Ma vie et mon histoire d’amour: épisode 16

Cela faisait maintenant deux mois que Maman était partie , la vie suivait son cours normal , nos activités avaient repris, je faisais de mon mieux pour que Guelord se sente bien. Bien sûr des fois j’avais l’impression de ne jamais y arriver , il se

sentait seul,leur mère leur manquait, moi aussi elle me manquait.

A maintes reprises je lui ai surpris entrain de pleurer , leur détresse me fendait le cœur , mais j’étais obligée de lui pousser à avancer , il le fallait.

Dès fois ma tante venait le chercher pour qu’il

parte passer le week-end avec elle et nos cousins , du coup je me retrouvais seule à la maison avec mon bébé.

Au début ça allait ,j’arrivais à gérer les dépenses ,car après le décès de ma mère il restait beaucoup d’argent à la maison ,mais gérer une maison n’était pas chose simple ce n’est que maintenant que je me suis rendue compte combien c’était difficile.

A la sortie du deuxième mois il ne restait plus rien à la maison , il fallait que je trouve une solution avant que la situation ne s’empire .

Je ne pouvais pas demander de l’argent à mon père donc j’ai décidé d’en parler à ma Grand-Mère , je pensais qu’elle aurait une solution à notre problème,mais encore une fois j’ai pris une mauvaise décision .

Dès que je le lui ai dit ,elle a alerté mes oncles , elle pensait bien faire la pauvre ,ni elle ni moi n’avions mesurer l’ampleur qu’allait prendre cette histoire.

Mes oncles avec mes tantes se sont réunis et ont décidé que je ne pouvais pas m’occuper des petits, ils m’ont convoqué pour me le dire en personne.

Dès que je suis rentrée dans la cour familiale j’ai compris qu’il se passait quelque chose,mais j’étais loin de savoir à quel point c’était grave.

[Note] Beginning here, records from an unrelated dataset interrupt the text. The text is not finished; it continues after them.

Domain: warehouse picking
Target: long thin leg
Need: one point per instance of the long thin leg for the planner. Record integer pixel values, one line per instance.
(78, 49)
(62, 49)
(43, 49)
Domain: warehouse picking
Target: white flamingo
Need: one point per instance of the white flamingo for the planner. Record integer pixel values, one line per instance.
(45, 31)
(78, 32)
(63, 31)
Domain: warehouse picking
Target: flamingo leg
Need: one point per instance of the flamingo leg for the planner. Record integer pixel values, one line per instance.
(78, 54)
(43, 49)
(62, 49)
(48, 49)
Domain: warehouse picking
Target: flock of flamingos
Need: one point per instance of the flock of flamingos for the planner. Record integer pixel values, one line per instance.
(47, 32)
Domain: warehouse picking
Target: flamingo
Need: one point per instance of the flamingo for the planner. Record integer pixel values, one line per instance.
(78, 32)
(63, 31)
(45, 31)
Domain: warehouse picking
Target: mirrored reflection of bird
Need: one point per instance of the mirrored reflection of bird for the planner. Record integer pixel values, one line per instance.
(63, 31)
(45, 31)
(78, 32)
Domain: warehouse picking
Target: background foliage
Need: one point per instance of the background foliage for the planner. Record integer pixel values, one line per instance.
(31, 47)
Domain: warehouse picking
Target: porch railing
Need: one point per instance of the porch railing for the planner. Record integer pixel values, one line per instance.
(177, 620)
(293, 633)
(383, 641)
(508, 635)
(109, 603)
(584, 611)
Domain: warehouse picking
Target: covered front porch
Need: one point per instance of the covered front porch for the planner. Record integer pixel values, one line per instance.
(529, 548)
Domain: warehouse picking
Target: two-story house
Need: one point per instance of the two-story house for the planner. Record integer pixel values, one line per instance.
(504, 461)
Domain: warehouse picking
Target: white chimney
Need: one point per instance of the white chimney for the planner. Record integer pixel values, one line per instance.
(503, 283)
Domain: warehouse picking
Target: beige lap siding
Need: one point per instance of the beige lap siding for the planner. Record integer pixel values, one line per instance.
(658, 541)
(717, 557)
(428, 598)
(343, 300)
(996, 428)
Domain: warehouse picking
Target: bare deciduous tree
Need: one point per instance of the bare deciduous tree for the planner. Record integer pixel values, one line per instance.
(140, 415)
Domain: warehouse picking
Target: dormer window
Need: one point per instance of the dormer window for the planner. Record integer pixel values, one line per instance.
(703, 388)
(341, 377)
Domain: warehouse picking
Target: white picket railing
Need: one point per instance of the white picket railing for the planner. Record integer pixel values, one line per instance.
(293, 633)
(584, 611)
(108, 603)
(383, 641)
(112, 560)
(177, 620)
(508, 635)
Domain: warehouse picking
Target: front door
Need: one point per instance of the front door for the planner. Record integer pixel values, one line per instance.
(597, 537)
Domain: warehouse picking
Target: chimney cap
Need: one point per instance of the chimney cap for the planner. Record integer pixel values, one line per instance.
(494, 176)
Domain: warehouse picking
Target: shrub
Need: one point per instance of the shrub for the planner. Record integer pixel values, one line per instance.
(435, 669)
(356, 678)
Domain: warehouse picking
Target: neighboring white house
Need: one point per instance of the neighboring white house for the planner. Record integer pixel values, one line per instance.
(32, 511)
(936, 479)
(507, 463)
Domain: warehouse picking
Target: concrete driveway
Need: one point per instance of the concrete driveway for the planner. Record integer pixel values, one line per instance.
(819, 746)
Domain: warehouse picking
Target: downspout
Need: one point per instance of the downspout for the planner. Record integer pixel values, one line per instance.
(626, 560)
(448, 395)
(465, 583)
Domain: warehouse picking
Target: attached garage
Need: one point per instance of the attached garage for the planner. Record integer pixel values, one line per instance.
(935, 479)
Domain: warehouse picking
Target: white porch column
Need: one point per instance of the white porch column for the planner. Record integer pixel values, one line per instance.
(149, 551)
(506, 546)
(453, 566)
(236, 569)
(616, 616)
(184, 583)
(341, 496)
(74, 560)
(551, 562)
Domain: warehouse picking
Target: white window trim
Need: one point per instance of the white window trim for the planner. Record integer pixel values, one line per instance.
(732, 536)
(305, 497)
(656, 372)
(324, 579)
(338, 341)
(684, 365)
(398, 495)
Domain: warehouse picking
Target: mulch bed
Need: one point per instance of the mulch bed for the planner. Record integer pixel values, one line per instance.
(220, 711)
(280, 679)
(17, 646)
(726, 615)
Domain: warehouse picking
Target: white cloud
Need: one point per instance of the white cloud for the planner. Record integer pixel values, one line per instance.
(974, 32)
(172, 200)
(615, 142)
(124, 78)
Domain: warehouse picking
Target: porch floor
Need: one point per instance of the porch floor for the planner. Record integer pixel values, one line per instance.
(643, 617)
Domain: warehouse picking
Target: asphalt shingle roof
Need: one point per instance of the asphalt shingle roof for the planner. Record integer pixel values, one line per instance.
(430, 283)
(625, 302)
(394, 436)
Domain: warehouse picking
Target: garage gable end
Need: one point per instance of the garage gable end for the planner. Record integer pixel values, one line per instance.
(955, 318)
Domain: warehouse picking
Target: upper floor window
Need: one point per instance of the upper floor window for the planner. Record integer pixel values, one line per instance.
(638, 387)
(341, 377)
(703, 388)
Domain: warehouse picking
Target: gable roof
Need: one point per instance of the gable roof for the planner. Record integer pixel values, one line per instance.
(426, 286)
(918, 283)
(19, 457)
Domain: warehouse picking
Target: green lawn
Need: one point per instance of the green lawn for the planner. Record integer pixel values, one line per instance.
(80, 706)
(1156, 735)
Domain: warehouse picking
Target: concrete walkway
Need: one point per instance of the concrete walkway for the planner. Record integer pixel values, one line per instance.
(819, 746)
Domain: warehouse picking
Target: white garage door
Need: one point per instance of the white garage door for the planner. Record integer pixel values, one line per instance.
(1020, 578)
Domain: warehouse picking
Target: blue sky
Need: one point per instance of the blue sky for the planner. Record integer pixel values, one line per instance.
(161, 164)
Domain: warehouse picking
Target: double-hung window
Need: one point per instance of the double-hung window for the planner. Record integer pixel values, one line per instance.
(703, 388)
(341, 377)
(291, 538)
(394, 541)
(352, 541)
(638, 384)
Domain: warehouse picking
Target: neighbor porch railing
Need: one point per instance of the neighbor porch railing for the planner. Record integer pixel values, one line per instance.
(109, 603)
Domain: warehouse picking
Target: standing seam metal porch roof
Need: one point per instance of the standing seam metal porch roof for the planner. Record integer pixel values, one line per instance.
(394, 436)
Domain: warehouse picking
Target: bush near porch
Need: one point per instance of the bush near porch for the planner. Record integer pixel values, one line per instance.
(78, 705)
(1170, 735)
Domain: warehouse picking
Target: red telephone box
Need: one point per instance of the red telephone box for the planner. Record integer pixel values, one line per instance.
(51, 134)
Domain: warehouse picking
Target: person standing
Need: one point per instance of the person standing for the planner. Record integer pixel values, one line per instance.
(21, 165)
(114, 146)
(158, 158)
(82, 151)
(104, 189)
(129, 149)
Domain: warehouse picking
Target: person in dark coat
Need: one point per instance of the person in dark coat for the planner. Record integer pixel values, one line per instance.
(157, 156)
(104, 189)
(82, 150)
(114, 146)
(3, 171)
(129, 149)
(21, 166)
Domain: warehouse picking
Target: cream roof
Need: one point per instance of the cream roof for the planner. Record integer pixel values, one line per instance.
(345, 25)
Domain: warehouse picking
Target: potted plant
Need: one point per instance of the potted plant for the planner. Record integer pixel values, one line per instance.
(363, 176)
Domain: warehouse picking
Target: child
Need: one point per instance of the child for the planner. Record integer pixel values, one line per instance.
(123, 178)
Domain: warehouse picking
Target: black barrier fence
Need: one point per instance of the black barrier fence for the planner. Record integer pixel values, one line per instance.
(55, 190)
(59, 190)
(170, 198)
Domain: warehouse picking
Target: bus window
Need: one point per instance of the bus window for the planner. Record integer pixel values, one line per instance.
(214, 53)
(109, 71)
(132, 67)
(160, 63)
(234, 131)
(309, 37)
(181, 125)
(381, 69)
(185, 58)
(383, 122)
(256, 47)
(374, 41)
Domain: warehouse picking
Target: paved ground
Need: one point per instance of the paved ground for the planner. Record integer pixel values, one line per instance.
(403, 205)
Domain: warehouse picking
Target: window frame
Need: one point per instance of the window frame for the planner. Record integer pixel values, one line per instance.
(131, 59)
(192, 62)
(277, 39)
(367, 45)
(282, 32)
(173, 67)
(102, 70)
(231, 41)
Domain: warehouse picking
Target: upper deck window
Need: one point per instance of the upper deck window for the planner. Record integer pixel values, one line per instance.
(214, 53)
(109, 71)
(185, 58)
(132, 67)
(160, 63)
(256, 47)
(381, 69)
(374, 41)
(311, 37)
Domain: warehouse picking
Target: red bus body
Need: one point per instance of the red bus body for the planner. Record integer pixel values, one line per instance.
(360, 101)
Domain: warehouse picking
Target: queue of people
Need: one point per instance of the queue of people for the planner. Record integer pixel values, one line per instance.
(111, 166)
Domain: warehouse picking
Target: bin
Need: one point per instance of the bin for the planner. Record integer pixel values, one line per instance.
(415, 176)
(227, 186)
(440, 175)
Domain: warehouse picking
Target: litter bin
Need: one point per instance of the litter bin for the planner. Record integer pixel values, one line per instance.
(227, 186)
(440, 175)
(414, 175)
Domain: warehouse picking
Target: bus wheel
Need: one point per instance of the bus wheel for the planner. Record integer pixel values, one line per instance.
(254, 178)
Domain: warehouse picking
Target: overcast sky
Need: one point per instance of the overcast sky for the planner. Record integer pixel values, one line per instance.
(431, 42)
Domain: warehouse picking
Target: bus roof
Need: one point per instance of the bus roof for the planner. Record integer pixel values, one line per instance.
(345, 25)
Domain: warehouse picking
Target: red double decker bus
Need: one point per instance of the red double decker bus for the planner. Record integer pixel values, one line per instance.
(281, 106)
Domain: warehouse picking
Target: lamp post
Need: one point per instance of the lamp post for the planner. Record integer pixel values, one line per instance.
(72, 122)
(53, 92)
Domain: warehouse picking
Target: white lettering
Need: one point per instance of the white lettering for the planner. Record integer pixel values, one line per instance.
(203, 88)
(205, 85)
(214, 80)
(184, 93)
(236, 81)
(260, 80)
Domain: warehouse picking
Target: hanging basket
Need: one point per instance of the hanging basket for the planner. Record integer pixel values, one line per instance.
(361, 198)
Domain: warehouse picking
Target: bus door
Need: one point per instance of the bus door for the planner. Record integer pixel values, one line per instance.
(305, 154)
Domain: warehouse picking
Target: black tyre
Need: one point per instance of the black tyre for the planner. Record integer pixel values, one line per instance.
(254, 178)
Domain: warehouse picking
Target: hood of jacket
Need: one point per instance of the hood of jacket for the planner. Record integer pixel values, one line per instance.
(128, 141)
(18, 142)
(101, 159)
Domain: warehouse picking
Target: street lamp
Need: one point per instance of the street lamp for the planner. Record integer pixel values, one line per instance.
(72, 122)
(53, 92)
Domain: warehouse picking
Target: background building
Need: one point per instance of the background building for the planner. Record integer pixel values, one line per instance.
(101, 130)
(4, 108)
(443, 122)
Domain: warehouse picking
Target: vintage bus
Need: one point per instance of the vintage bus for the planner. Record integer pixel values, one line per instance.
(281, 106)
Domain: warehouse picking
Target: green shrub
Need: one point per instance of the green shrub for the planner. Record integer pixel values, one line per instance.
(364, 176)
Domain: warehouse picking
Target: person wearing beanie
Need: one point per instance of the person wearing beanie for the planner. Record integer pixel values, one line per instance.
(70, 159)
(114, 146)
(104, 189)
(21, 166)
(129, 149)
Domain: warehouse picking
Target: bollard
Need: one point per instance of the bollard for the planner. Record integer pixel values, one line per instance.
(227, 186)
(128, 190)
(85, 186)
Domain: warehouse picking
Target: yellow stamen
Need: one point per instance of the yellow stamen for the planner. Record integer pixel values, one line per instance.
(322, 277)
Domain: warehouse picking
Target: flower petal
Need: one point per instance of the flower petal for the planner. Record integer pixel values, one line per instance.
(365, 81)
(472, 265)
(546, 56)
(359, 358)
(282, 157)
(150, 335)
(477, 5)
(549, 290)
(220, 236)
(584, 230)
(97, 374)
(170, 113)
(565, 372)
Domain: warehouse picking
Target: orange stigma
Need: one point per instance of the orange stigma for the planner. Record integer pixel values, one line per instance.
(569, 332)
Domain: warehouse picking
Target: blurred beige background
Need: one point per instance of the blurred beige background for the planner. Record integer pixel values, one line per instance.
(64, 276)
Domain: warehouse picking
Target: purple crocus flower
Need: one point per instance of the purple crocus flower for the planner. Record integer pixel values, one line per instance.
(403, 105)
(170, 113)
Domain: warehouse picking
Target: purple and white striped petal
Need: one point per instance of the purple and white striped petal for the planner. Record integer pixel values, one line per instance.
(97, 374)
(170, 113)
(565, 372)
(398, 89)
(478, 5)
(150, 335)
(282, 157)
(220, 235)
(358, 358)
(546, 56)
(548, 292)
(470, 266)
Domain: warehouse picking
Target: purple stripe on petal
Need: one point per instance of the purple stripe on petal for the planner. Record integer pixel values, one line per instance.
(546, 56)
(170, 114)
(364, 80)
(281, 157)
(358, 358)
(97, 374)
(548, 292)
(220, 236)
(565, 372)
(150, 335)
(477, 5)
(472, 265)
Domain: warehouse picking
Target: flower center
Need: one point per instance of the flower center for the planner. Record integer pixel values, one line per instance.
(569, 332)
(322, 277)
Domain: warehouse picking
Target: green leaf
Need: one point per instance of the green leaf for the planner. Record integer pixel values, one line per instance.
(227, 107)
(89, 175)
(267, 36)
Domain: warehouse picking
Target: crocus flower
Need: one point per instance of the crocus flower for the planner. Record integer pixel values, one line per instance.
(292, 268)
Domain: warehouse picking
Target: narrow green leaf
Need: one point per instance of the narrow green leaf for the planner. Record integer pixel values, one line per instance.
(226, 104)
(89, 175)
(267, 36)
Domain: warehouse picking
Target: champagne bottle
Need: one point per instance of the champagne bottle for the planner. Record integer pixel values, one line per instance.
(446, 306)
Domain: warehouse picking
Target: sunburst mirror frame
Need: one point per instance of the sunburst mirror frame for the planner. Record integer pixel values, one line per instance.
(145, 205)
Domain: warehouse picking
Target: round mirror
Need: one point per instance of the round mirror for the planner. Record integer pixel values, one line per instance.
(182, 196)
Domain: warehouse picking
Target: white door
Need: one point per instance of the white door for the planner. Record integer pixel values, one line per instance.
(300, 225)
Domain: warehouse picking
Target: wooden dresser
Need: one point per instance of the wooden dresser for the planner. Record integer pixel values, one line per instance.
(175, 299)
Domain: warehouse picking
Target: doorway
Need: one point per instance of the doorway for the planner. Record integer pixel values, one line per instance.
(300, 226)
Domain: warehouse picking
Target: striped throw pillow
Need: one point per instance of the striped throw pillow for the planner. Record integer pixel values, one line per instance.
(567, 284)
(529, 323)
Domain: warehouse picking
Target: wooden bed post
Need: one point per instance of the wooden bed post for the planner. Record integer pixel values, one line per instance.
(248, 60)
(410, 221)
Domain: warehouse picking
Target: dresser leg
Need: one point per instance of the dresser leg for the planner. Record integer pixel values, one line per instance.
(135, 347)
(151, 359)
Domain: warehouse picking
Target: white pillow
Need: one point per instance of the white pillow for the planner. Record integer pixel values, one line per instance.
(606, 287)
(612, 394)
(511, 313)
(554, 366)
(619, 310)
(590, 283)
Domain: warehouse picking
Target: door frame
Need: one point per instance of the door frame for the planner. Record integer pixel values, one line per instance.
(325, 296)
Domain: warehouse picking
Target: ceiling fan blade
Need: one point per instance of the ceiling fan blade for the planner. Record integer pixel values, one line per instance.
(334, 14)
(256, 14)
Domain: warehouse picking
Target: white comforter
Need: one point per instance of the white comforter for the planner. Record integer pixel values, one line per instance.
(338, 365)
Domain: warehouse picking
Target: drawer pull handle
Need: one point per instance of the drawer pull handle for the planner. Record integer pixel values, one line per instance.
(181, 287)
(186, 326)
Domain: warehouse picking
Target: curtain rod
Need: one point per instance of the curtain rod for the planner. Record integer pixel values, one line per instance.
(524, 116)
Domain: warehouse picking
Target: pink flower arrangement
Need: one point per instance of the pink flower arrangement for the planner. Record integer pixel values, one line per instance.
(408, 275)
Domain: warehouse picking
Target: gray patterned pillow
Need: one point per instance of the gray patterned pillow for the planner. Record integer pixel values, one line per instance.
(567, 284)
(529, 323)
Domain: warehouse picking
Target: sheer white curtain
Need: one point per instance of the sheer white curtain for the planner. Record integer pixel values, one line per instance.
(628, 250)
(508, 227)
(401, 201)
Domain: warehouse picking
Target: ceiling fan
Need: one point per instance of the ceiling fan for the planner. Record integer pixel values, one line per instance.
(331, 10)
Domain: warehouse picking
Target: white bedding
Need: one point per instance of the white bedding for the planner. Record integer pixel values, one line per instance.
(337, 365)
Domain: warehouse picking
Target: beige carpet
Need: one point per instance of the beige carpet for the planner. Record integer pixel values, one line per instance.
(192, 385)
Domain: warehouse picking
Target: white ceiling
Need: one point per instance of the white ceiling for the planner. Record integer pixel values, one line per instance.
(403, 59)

Le plus agé de mes oncles fut le premier à prendre la parole

-LUI:« Zawadi ,si nous t’avons appeler aujourd’hui c’est parce que notre mère nous a fait part des difficultés que vous traversez Kalenga (Guelord) et toi ,nous avons décidé compte tenu de la situation que vous venez vivre ici avec notre mère »

-MOI:« quoi mais nous ne voulons pas quitter notre

maison, c’est la seule que nous connaissions depuis que nous sommes nés »

-LUI:« oui mais tu sais bien que vous ne pouvez plus continuer à rester là-bas ,qui va payer les factures , et la nourriture tu as pensé à cela, il serait plus raisonnable pour vous de venir vivre ici »

-MOI:« je trouverais un boulot , j’ai juste besoin d’un peu plus de temps, il vient de subir un choc et lui déplacer maintenant va encore plus lui fragiliser »

Cette fois-ci c’est ma tante qui a parlé

-ELLE : « j’avais proposé de lui prendre avec moi mais je sais que jamais tu ne voudras te séparer de Kalenga donc la seule solution que nous avons trouvé est de vous faire venir ici ».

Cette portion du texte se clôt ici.